Norconex / collector-core

Collector-related code shared between different collector implementations
http://www.norconex.com/collectors/collector-core/
Apache License 2.0
7 stars 15 forks source link

Are Incremental web crawls supported? #11

Closed davidfordaus closed 4 years ago

davidfordaus commented 6 years ago

Hi there - does Norconex support incremental web crawls that would:

essiembre commented 6 years ago

The short answer is yes, your objective is covered, with minor differences.

Web crawling is done with the HTTP Collector (which uses Collector Core as a library).

Download headers first using the PROPFIND HTTP call to find the last modified date

By default, it does not do a separate call just to find the date to prevent creating an extra HTTP call. This can be enabled by configuring a <metadataFetcher>. You can create your own implementation or use the existing GenericMetadataFetcher which relies on an HTTP HEAD request to find the last modified date (same effect as PROPFIND).

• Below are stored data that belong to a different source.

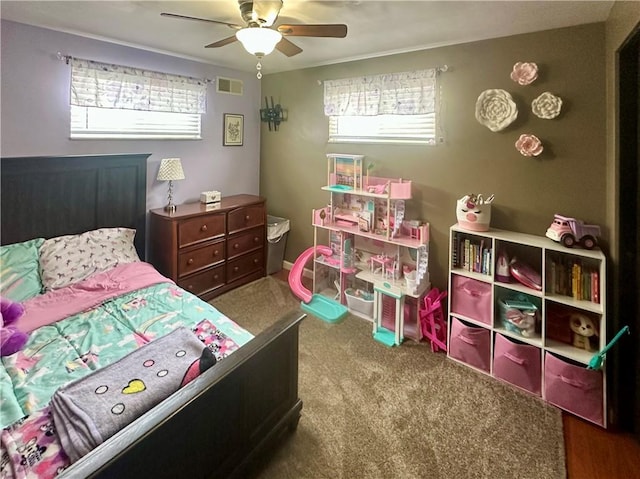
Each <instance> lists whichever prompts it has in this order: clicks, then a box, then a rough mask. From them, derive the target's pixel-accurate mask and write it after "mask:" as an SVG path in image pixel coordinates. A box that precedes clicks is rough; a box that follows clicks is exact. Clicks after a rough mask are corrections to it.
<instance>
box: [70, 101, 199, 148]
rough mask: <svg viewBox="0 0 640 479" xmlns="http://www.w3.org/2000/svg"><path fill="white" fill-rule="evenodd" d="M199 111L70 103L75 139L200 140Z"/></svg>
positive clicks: (72, 126)
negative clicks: (109, 138)
mask: <svg viewBox="0 0 640 479" xmlns="http://www.w3.org/2000/svg"><path fill="white" fill-rule="evenodd" d="M200 132H201V129H200V114H198V113H170V112H161V111H139V110H121V109H116V108H95V107H82V106H75V105H71V138H73V139H105V138H112V139H187V140H198V139H201V138H202V136H201V133H200Z"/></svg>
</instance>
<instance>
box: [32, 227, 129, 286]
mask: <svg viewBox="0 0 640 479" xmlns="http://www.w3.org/2000/svg"><path fill="white" fill-rule="evenodd" d="M135 235H136V230H133V229H129V228H101V229H97V230H93V231H87V232H86V233H82V234H78V235H66V236H58V237H56V238H51V239H48V240H45V241H44V243H42V246H41V247H40V277H41V280H42V285H43V286H44V289H45V291H50V290H52V289H59V288H63V287H65V286H69V285H71V284H73V283H77V282H78V281H82V280H83V279H85V278H87V277H89V276H91V275H92V274H94V273H100V272H103V271H107V270H109V269H111V268H113V267H115V266H117V265H119V264H122V263H133V262H136V261H140V258H139V257H138V254H137V253H136V249H135V246H134V244H133V239H134V237H135Z"/></svg>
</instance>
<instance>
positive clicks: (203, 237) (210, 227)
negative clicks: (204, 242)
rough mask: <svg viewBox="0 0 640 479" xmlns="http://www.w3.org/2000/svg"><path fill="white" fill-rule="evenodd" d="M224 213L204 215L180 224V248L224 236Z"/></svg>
mask: <svg viewBox="0 0 640 479" xmlns="http://www.w3.org/2000/svg"><path fill="white" fill-rule="evenodd" d="M224 226H225V215H224V213H220V214H213V215H203V216H199V217H197V218H191V219H188V220H183V221H180V223H179V224H178V247H179V248H184V247H185V246H189V245H192V244H195V243H200V242H202V241H207V240H210V239H212V238H217V237H219V236H223V235H224V233H225V227H224Z"/></svg>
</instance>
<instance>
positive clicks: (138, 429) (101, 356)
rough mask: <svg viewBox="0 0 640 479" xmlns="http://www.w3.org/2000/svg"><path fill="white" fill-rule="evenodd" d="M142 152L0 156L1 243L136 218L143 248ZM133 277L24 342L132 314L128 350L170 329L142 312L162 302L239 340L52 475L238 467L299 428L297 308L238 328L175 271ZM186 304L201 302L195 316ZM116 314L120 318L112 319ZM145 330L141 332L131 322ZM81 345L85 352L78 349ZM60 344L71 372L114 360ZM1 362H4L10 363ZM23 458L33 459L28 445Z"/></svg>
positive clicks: (299, 408) (110, 358)
mask: <svg viewBox="0 0 640 479" xmlns="http://www.w3.org/2000/svg"><path fill="white" fill-rule="evenodd" d="M148 156H149V155H148V154H117V155H82V156H64V157H24V158H2V159H1V160H0V168H1V175H0V178H1V184H0V194H1V211H0V215H1V217H0V218H1V228H2V229H1V230H0V232H1V236H0V239H1V243H2V245H10V244H17V243H25V242H28V241H30V240H33V239H34V238H46V239H49V240H51V239H53V238H57V237H61V236H71V235H73V237H74V238H75V237H80V236H82V235H83V234H86V233H87V232H90V233H92V234H93V232H95V231H104V230H107V231H114V230H115V231H118V232H122V231H124V232H128V231H131V230H133V229H135V231H136V233H135V241H134V247H135V250H136V252H137V254H138V256H139V257H140V258H144V246H145V241H146V239H145V223H146V161H147V158H148ZM49 243H51V241H49ZM54 256H55V254H54ZM127 267H128V265H127V264H126V263H125V264H119V265H117V266H116V267H114V268H113V269H107V270H106V271H102V272H97V273H96V274H95V275H93V276H89V277H88V279H83V280H82V281H88V280H89V279H91V278H97V277H100V275H101V274H106V275H109V274H113V271H116V270H118V271H120V269H119V268H122V269H127ZM148 273H149V274H152V272H148ZM53 281H55V278H54V279H53ZM73 284H74V285H75V284H80V283H73ZM141 285H144V286H141ZM138 286H141V287H139V288H138ZM132 287H133V288H134V289H132V290H130V291H127V292H125V293H124V294H119V295H117V297H114V298H113V299H109V300H107V301H106V302H101V303H100V306H96V307H95V308H94V307H92V308H90V309H89V310H86V311H85V312H81V313H75V314H71V317H67V318H66V319H62V320H60V321H56V322H54V323H53V324H52V325H45V326H40V327H38V328H37V329H35V330H34V332H32V333H31V334H30V338H29V341H30V342H31V343H29V342H28V343H27V345H26V346H25V347H30V346H33V347H35V346H34V345H35V344H36V342H35V341H36V339H37V337H38V336H42V337H43V338H44V337H45V336H46V334H48V332H49V331H50V330H51V328H54V329H56V331H57V332H59V333H61V334H60V336H61V337H62V338H63V339H64V338H67V339H68V338H73V337H74V328H77V327H78V326H77V325H78V324H84V325H88V324H95V323H98V324H100V325H101V327H102V331H104V330H105V329H109V330H112V329H114V328H115V329H118V328H121V325H122V324H126V323H127V321H131V323H130V324H128V327H130V330H129V329H126V328H124V331H125V336H126V335H127V334H128V335H129V336H128V337H129V341H128V342H126V341H125V342H124V343H123V344H124V345H125V347H124V349H123V350H122V351H121V353H122V354H125V355H126V354H127V352H128V351H129V352H130V351H133V350H135V349H136V345H135V344H134V343H135V341H136V340H138V341H143V342H146V343H148V344H147V346H149V345H152V344H154V341H155V340H156V339H157V338H164V337H165V335H167V336H168V335H169V334H167V331H176V328H178V326H179V325H178V323H174V322H172V321H173V319H171V320H167V321H166V322H162V321H155V320H150V319H149V318H147V317H145V316H144V315H142V313H141V312H140V307H141V305H143V304H153V305H154V308H158V309H157V310H156V311H155V313H156V317H157V316H159V315H160V316H163V317H164V318H165V319H166V317H167V316H171V318H174V317H177V316H181V317H182V318H183V319H184V318H186V319H184V321H186V323H187V324H183V323H184V321H183V320H181V321H182V322H180V325H183V326H186V327H187V328H189V329H192V330H193V329H194V328H195V327H196V326H198V325H202V323H201V321H202V320H203V319H207V320H210V321H212V322H213V323H215V325H216V327H217V328H218V330H219V331H222V332H224V336H225V337H228V338H231V339H232V343H233V344H235V345H236V346H238V347H239V346H241V347H239V348H238V349H237V350H233V349H235V348H232V349H230V351H229V352H231V351H232V352H231V354H227V353H226V352H225V351H224V350H223V351H221V352H220V354H221V356H220V358H222V357H223V358H224V359H222V360H221V361H218V362H217V363H216V364H215V365H214V366H213V367H211V368H209V369H207V370H205V371H204V372H202V373H201V374H200V375H199V376H197V377H196V378H195V379H193V380H192V381H191V382H189V383H188V384H186V385H185V386H184V387H181V388H180V389H178V391H177V392H175V393H173V394H172V395H171V396H169V397H168V398H166V399H164V400H162V401H161V402H160V403H159V404H157V405H156V406H154V407H153V408H152V409H150V410H149V411H148V412H146V413H144V414H143V415H142V416H140V417H139V418H137V419H135V420H134V421H133V422H131V423H130V424H128V425H126V426H125V427H123V428H122V429H121V430H119V431H118V432H116V433H115V434H114V435H112V436H111V437H110V438H109V439H107V440H106V441H104V442H103V443H102V444H100V445H98V446H97V447H95V448H94V449H92V450H91V451H90V452H88V453H87V454H86V455H83V456H82V457H81V458H80V459H79V460H77V461H76V462H74V463H73V464H72V465H71V466H69V467H67V468H66V469H64V470H63V471H61V472H60V475H59V476H58V477H119V478H120V477H122V478H125V477H189V478H197V477H208V478H217V477H220V478H222V477H244V476H245V475H246V474H247V471H248V470H249V469H250V466H251V465H252V464H254V462H255V459H256V458H257V457H258V456H260V455H261V454H263V453H264V452H265V451H267V450H269V449H270V447H271V446H273V445H276V444H277V442H278V441H279V440H280V436H281V435H282V434H283V433H285V432H286V431H288V430H294V429H295V428H296V426H297V423H298V420H299V418H300V414H301V409H302V401H301V400H300V398H299V397H298V327H299V324H300V321H301V320H302V319H303V318H304V314H303V313H301V312H300V311H291V312H289V313H286V314H285V315H284V316H283V317H282V318H281V319H280V320H279V321H278V322H276V323H275V324H274V325H273V326H272V327H271V328H269V329H268V330H266V331H264V332H263V333H261V334H259V335H258V336H255V337H251V336H250V335H248V333H247V332H246V331H244V330H242V329H241V328H236V326H237V325H236V324H235V322H234V321H232V320H230V319H229V318H226V317H224V315H222V314H221V313H220V312H218V311H216V310H215V309H214V308H213V307H211V306H210V305H208V304H207V303H204V302H203V301H200V300H199V299H198V298H196V297H195V296H193V295H191V294H190V293H188V292H186V291H184V290H181V289H180V288H178V287H177V286H176V285H175V284H173V283H171V282H170V281H163V280H161V279H160V280H156V279H152V280H150V282H149V283H148V284H147V283H144V282H141V283H136V284H134V285H133V286H132ZM61 289H64V288H61ZM78 298H85V296H84V295H82V296H78ZM83 300H84V299H83ZM27 301H31V299H26V300H25V303H24V304H26V302H27ZM62 302H64V301H62ZM67 302H68V303H75V302H76V301H75V300H73V301H67ZM78 302H79V303H82V301H81V300H78ZM136 308H138V309H136ZM167 308H168V309H167ZM171 308H173V310H172V309H171ZM62 309H63V310H64V308H62ZM190 310H191V311H192V312H193V311H195V312H196V313H195V316H194V315H193V314H190V313H189V311H190ZM30 311H33V310H30ZM170 311H174V312H175V313H176V314H173V313H170ZM168 312H169V314H168ZM178 313H179V314H178ZM183 313H184V314H183ZM118 314H121V315H124V316H118ZM35 316H38V315H35ZM35 316H32V317H35ZM78 318H79V319H78ZM109 318H111V319H109ZM113 318H115V319H113ZM111 320H114V321H116V323H113V324H110V323H108V321H111ZM136 321H137V322H136ZM36 323H37V321H36ZM143 323H144V324H143ZM107 325H108V326H107ZM47 328H49V329H47ZM154 328H155V329H154ZM121 329H122V328H121ZM142 330H144V331H146V332H145V333H144V334H142V335H141V334H138V333H139V332H140V331H142ZM134 333H135V334H134ZM100 334H103V333H102V332H100V331H98V332H97V333H94V334H93V337H99V336H100ZM103 340H104V341H103V342H108V341H107V340H106V339H104V338H103ZM94 342H95V343H96V346H97V349H100V346H104V344H102V343H100V341H97V342H96V341H94ZM45 343H46V340H45ZM146 343H145V344H146ZM58 349H59V350H62V348H58ZM84 350H86V351H85V352H88V354H84V353H80V354H75V353H78V351H84ZM65 354H67V353H64V354H63V353H60V355H59V358H58V361H59V363H60V365H59V367H60V368H61V369H62V368H64V369H65V373H66V372H67V370H68V369H70V370H71V371H72V373H74V372H75V371H76V369H78V370H83V369H84V370H86V368H85V366H87V364H89V363H91V361H97V362H99V361H102V360H103V362H104V364H105V365H107V367H108V365H109V364H118V361H119V358H118V357H117V356H118V354H120V353H111V352H109V350H108V349H105V350H104V352H103V350H100V351H98V352H96V351H95V348H94V350H91V347H86V344H85V345H83V346H79V345H77V344H74V345H73V348H72V349H71V350H69V351H68V354H69V355H68V356H65ZM74 354H75V357H74ZM110 355H111V356H112V357H111V356H110ZM81 356H82V357H81ZM96 357H98V359H96ZM125 357H128V356H125ZM3 365H9V369H11V367H12V365H13V367H14V369H15V368H16V367H18V366H16V361H15V360H10V359H7V358H6V357H5V358H3ZM100 366H102V364H100ZM5 369H6V368H3V370H2V371H0V373H2V374H8V373H7V371H6V370H5ZM105 369H106V368H105ZM98 371H102V369H98ZM85 372H86V371H85ZM14 374H15V371H14ZM47 377H48V376H47ZM0 379H1V378H0ZM12 385H13V384H12ZM26 387H27V386H25V388H26ZM47 387H48V388H49V390H48V391H47V392H46V394H44V395H43V397H44V398H46V397H48V396H47V395H51V394H52V393H55V391H57V390H58V389H57V387H58V385H57V384H56V385H50V384H48V383H47ZM28 394H29V390H28V389H25V390H24V391H23V395H28ZM38 401H39V402H38ZM44 402H45V399H40V400H34V401H33V404H31V406H30V407H31V409H32V410H33V411H34V412H33V414H32V416H29V417H33V416H35V415H36V414H37V412H38V411H40V412H41V411H43V409H42V408H43V406H44V407H45V408H46V407H47V406H46V405H45V404H44ZM3 407H4V405H3ZM31 409H30V410H29V411H28V412H29V414H31ZM7 411H8V410H7V409H5V410H4V412H3V416H5V418H4V419H7V418H9V416H11V415H14V414H15V415H20V414H19V411H18V412H15V411H13V412H7ZM23 412H24V411H23ZM11 419H13V417H11ZM25 459H27V460H28V458H27V457H26V456H25ZM54 474H55V472H54Z"/></svg>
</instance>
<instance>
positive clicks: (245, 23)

Lookup the date / time of the previous crawl of the page IF the PROP change date is more recent THEN Download the page, update the database as normal

Done by default. This is the job of the <metadataChecksummer> which default implementation is LastModifiedMetadataChecksummer.

If you do not configure a metadata fetcher, it will still query the HTTP headers for the last modified date, but when it downloads the document instead (HTTP GET).

At the end of a crawl delete (from the index / committer) any pages now not found

Done by default. Files that are no longer found fire a deletion request by default. You can also configure what to do with files that are no longer "linked" from anywhere in your crawl (delete them, crawl them, etc.).

Have a look at configuration documentation, and the URL crawling flow diagram, which may answer more of your questions.

danizen commented 6 years ago

@davidfordaus, I do this in my implementation, and can verify that it works for me. For a smaller crawl, it may be best to recrawl to a new index, and then trash the old index. This is natural with elasticsearch, but not quite so natural with Solr, although it still works.